Treeo will close after Champion, a local activist and head of Champion PR + Consulting, announced she will be moving her business to the new space at 1007 Grand Avenue, a space she will share with Kirby Hoyt, owner of EDGE Industries. Treeo has been home to monthly art exhibits and various community events during its little over two years on Sixth Street.
“We just wanted to make sure that when we took over this space we had a good community component to uplift the arts community since we were coming into this neighborhood,” Champion said.
Champion opened Treeo in October of 2014 with past partners Ashley Harder, owner of Harder Development, and Joe Brklacich, owner of FenSource. All three are involved in the arts community and at the time they were all looking for office space. Once Champion had the idea, she contacted Harder and Brklacich.
“(Champion) was telling me that she was looking for office space and how she had this idea of being able to do creative or art events in the office space,” Harder said. “That’s totally my interest as well so I just jumped on it.”

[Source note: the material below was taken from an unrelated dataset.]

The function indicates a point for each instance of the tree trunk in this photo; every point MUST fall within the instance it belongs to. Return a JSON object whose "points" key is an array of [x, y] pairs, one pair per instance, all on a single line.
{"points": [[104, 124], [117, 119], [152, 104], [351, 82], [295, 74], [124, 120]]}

As they all grew their business it got cramped, so Harder moved out about a year and a half ago and Brklacich moved out last April, leaving Champion PR + Consulting as the only business in Treeo for the past several months. After other Roosevelt Row businesses closed or relocated, Champion said the area lost its sense of community so she decided it was time to move.
“Now that everyone, including some of the Fifth Street stuff, is gone it feels lonely over here and I’m not willing to kind of wait for everything to get redeveloped,” Champion said.
Champion said one of the reasons she choose Grand for her new location was because it has the community she feels Roosevelt Row now lacks.
“I’ve always loved Grand,” Champion said. “I appreciate the fact that (Grand Avenue Arts & Preservation Director) Beatrice Moore has done a good job of really kind of holding down the fort in that neighborhood to make sure that it’s community-oriented in a lot of ways and I have a lot of friends over there also.”
“I knew there was enough space that I could accommodate something like what she was looking for,” Hoyt said. “I’ve also been looking for an excuse to kind of put everything back in order and make it less of my personal man cave and get back into more of a studio environment and get back into that (hosting art and community events) again. So, it was just good timing.”
Hoyt has held art and community events at The Funk Lab in the past and Champion said that by moving forward she plans to continue to hold events.
“I’m not committed to doing monthly exhibitions like we have here (at Treeo), mainly because my business is really crazy right now so it’s just a time factor, but just given who I am and the work that I do in the community, absolutely we’ll be doing both public and private events there,” Champion said.
Both Hoyt and Champion said they prefer to work in a creative space so Hoyt hopes they can create a creative environment together.
“I’m just looking forward to having fun,” Hoyt said. “That’s why I like this area. I like a creative environment to do my work and my design. She sounded like she was looking for something like that, to have a creative, open environment, so that’s what we’re going to try to create here.”